Training builds the brain. Inference is the brain at work. And the brain at work needs to be close to the people it serves.

This Is a Network Problem

Training can happen in a warehouse in the middle of nowhere. Inference can’t.

Real-time AI applications need the network to minimize round-trip delays. Voice recognition, video processing, and autonomous systems: they all fall apart when latency creeps up. That’s why inference is gravitating toward metro locations where infrastructure sits close to end users, typically delivering responses in under 10 milliseconds.

There’s a subtlety that gets lost in the “edge AI” conversation, though. Behind every fast response on your phone, there’s a whole stack of invisible infrastructure: metro servers, private data centers, multicloud environments, and the networks tying them together. The device gets the credit. The network does the work.

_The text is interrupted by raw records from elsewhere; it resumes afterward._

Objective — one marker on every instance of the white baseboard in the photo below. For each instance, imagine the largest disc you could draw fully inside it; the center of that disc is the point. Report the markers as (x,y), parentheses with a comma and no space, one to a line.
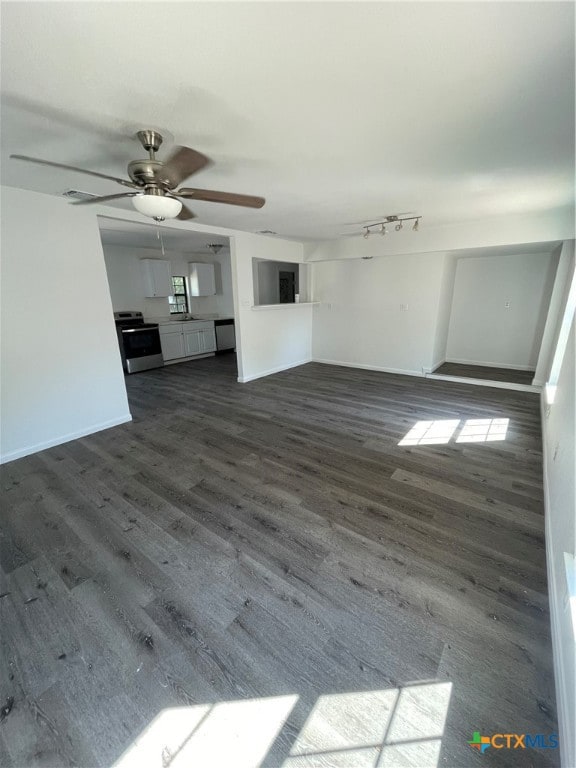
(564,726)
(490,365)
(436,365)
(21,452)
(365,367)
(485,383)
(269,372)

We’ve been hearing this firsthand. At the Global Peering Forum earlier this month, several peers noted that the connectivity profile for inference looks a lot more like traditional peering and content delivery than like the massive pipes training clusters demand. For anyone in the interconnection world, the infrastructure needs of inference are actually familiar territory.

Old Training Sites, New Challenges

One idea gaining traction is repurposing older training facilities for inference. As newer, more powerful clusters come online, previous-generation buildings could theoretically find a second life serving inference workloads.

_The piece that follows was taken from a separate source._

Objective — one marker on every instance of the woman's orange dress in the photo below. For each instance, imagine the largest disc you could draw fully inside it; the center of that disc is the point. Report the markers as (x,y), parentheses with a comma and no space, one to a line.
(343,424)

The catch is location. Those training sites were built for cheap, abundant power, often far from any internet exchange point or established network ecosystem. That was fine for training, where data moves in large batches and a few extra milliseconds don’t matter. For inference, where proximity to networks and users is the whole point, it’s a real limitation.

The market seems to agree. Grand View Research projects the global edge AI market will reach $66.47 billion by 2030, growing at over 21% annually. And an IDC study from last year found that 80% of CIOs expect to rely on edge services for AI inference by 2027. The pull toward places where networks already converge isn’t a theory. It’s already showing up in how people spend.

Inference Needs Neighbors

An insight that came up at NANOG 96 earlier this year stuck with us: the industry has gone from “Data Center as a Chip” to “City as a Chip.” Power constraints are pushing GPU clusters across multiple facilities. The connections between those buildings are becoming just as important as what’s inside them.

At the same time, conversations at GPF 2026 explored whether AI models might eventually run on caches inside ISP networks, pushing inference even closer to the last mile. Internet exchange points, which evolved once when cloud reshaped the industry, may need to evolve again.

The pattern is hard to ignore. The next wave of AI infrastructure won’t be defined only by who has the most power or the biggest GPU cluster. It will be shaped by who already has the network density, the ecosystem, and the neighbors that inference depends on.

The carriers, ISPs, content networks, and cloud providers that already interconnect in established hubs are the foundation of the inference era.